La naissance, Aurélie Mantillet (2008)
D’une porcherie, l’autre. N’est-il pas d’ailleurs étonnant que les soues porcines aient inspiré à tant d’écrivain(e)s les naissances-excrétions les plus sordides ? Que cristallisent dans l’imaginaire collectif les mots « truie », « porcelet », « pourceau », « cochon » et « goret » pour enfanter de tels récits d’accouchement ? Vivons-nous et pensons-nous littéralement, pour paraphraser le titre de l’essai de Gilles Chatelet [2], comme des porcs ? Ou bien, dans la perspective de la tradition cynique en philosophie, devons-nous nous défaire de l’idée d’une prétendue « humanité » et, en conséquence, nous rappeler que l’homme est un animal comme les autres voire, blasphème suprême, un animal inaccompli, inachevé. C’est ce que pourrait suggérer le quatrième roman de Jean-Baptiste Del Amo Règne animal (2016) qui raconte sur près d’un siècle l’évolution d’une exploitation agricole familiale qui va peu à peu se métamorphoser en un lieu uniquement consacré à l’élevage de porcs. Rien de surprenant donc à ce que la description de l’accouchement impromptu que subit la parturiente ait toutes les apparences d’une monstrueuse et douloureuse gésine porcine :
« Un matin d’octobre, alors qu’elle se trouve seule dans la soue et prodigue des soins à leur truie gestante, une douleur la fauche au milieu de l’enclos et elle tombe à genoux, sans même pousser un cri, sur le foin qu’elle vient de disperser au sol et dont la poussière pâle et parfumée s’élève encore en spirales. Les eaux inondent ses cuisses et ses bas. L’animal travaillé par sa propre gésine tourne et retourne autour d’elle en poussant de longues plaintes, son ventre énorme ballotté par la course, ses mamelles déjà gonflées de lait, les lèvres de sa vulve turgescentes entrouvertes ; et c’est à genoux puis sur le flanc que la génitrice met bas, comme une chienne, comme une truie pantelante, rubiconde, le front perlé de sueur. D’une main glissée entre les cuisses, elle tâte la masse poisseuse qui la déchire. Elle enfonce ses doigts dans la fontanelle, extirpe l’avorton et le jette loin d’elle. Elle saisit d’une main le cordon bleuâtre qui l’attache et extrait de son ventre la poche placentaire qui tombe au sol avec un bruit d’éponge. Elle fixe le petit corps couvert de vernis caséeux, semblable à un vers jaunâtre, à la larve grise et mordorée d’un doryphore arrachée à la terre grasse et aux racines dont elle se repaît. Le jour glisse entre les planches disjointes, strie l’atmosphère aigre et poussiéreuse, la morne pénombre baignée par une odeur d’équarrissoir, puis touche la forme immobile dans le foin. La génitrice se relève, sciée en deux, une main sous ses jupes, sur les chairs révulsées de son sexe. Elle recule, épouvantée, et quitte l’enclos en prenant soin d’en rabattre la clenche, abandonnant à la truie le délivre et son fruit. » (p. 22-23)

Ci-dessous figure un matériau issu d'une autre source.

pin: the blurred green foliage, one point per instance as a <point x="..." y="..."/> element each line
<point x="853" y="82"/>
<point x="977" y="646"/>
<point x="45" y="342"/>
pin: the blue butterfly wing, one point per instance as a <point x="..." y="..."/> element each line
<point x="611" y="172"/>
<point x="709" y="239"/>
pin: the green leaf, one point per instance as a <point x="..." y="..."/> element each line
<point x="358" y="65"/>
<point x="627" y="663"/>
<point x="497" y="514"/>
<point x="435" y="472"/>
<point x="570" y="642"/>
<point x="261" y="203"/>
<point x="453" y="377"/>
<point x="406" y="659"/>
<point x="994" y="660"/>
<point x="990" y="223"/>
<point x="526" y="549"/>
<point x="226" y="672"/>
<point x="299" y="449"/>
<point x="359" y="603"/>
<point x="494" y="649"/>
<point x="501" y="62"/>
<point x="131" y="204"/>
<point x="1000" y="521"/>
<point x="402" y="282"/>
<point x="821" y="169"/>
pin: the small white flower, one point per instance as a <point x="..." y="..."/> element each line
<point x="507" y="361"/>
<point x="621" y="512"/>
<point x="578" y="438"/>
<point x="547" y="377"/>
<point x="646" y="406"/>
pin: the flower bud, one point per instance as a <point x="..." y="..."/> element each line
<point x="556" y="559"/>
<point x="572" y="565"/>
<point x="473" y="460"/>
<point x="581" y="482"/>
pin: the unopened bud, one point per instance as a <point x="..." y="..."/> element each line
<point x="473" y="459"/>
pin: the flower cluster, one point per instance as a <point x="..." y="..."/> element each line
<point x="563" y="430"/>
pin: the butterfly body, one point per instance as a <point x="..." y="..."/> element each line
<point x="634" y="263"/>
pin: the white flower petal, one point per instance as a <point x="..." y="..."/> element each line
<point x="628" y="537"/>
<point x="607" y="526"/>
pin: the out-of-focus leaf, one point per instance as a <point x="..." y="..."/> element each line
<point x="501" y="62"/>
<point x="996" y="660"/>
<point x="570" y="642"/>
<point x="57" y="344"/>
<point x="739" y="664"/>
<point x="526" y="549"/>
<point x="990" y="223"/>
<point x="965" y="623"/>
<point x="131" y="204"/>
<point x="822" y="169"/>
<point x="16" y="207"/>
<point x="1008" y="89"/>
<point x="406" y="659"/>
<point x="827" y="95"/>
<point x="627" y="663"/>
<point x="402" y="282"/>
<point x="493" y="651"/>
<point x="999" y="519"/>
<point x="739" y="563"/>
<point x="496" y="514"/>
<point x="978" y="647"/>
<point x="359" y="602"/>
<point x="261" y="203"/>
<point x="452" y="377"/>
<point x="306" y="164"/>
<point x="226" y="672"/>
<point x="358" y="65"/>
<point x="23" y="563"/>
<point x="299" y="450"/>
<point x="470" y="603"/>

La naissance, telle qu’elle est ici envisagée, se rapproche davantage d’une excrétion impure que d’une banale venue au monde humaine voire, rabaissement bestial, d’une simple mise bas. Elle est cet acte qui ramène l’Homme à ce qu’il tente désespérément de fuir, à savoir son animalité constitutive, génétique et ontologique. Comme l’a d’ailleurs affirmé lui-même l’auteur dans une interview accordé à RTL : « aujourd’hui on sait grâce à l’avancée des sciences et de la génétique que le cochon est particulièrement proche de nous. On partage quasiment 95 % de notre ADN avec le cochon […] et, pourtant, c’est celui que l’on exploite avec le plus de violence et d’acharnement ». L’animal en général, et le porc en particulier, n’est donc pas la part inconsciente et refoulée que le « bipède sans cornes et sans plumes » étiqueté Homme doit fuir mais bien celle qu’il doit retrouver et reconquérir. Et l’événement « naître » en est l’exemple le plus probant.
Yoann Hervey
[1] Nous recommandons la lecture de l’article d’Emile Charonnat intitulé : « Tristan Egolf, Le Seigneur des porcheries. Un conflit qui résiste à être défiguré » disponible sur le site de la revue philosophique Klêsis.
[2] Gillet Chatelet, Vivre et penser comme des porcs. De l’incitation à l’envie et à l’ennui dans les démocraties-marchés, Paris, Gallimard, Coll. « Folio actuel », 2010.